Click here to download a cheat sheet . It makes sense to save and print this for future reference or check below:

The most used and bare minimum one must know to survive within the command line:

Command Description
man [command] Display the help information for the specified command.
cd /directorypath Change to directory.
cp [options] source destination Copy files and directories.
ls [options] List directory contents.
mv [options] source destination Rename or move file(s) or directories.
mkdir [options] directory Create a new directory.
locate filename Search a copy of your filesystem for the specified filename.
pwd Display the pathname for the current directory.
rm [options] directory Remove (delete) file(s) and/or directories.
rmdir [options] directory Delete empty directories.

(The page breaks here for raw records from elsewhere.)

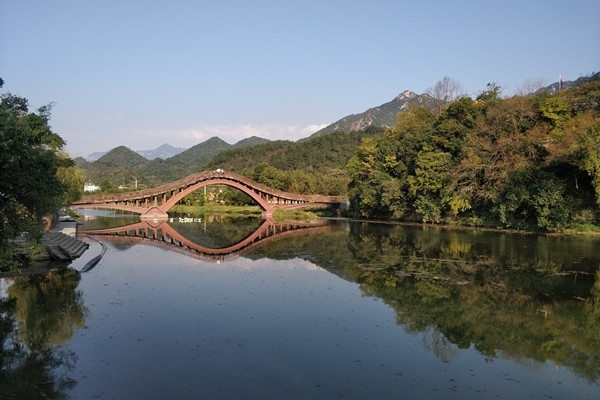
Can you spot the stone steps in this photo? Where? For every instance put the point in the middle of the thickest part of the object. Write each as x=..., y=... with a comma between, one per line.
x=74, y=247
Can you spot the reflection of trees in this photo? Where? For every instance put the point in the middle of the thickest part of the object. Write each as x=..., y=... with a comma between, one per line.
x=41, y=313
x=488, y=294
x=218, y=230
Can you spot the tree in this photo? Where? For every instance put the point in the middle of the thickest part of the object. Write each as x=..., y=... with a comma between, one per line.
x=29, y=186
x=444, y=91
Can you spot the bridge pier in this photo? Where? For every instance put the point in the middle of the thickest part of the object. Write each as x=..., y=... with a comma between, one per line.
x=154, y=213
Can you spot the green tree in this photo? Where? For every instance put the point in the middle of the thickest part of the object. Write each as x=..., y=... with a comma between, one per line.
x=29, y=185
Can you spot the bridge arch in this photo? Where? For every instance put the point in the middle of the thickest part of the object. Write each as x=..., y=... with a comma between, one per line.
x=155, y=202
x=266, y=207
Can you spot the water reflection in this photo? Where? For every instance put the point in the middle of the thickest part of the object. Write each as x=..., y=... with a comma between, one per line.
x=39, y=314
x=224, y=244
x=527, y=299
x=507, y=296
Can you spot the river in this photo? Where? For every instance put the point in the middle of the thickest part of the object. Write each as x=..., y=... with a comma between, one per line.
x=339, y=309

use the man command to know about any command in detail

Other requently used commands:

Command Description
cat [filename] Display file’s contents to the standard output device (usually your monitor).
chmod [options] mode filename Change a file’s permissions.
chown [options] filename Change who owns a file.
clear Clear a command line screen/window for a fresh start.
date [options] Display or set the system date and time.
df [options] Display used and available disk space.
du [options] Show how much space each file takes up.
file [options] filename Determine what type of data is within a file.
find [pathname] [expression] Search for files matching a provided pattern.
grep [options] pattern [filesname] Search files or output for a particular pattern.
kill [options] pid Stop a process. If the process refuses to stop, use kill -9 pid.
less [options] [filename] View the contents of a file one page at a time.
ln [options] source [destination] Create a shortcut.
lpr [options] Send a print job.
passwd [name [password]] Change the password or allow (for the system administrator) to change any password.
ps [options] Display a snapshot of the currently running processes.
ssh [options] user@machine Remotely log in to another Linux machine, over the network. Leave an ssh session by typing exit.
su [options] [user [arguments]] Switch to another user account.
tail [options] [filename] Display the last n lines of a file (the default is 10).
tar [options] filename Store and extract files from a tarfile (.tar) or tarball (.tar.gz or .tgz).
top Displays the resources being used on your system. Press q to exit.
touch filename Create an empty file with the specified name.
who [options] Display who is logged on.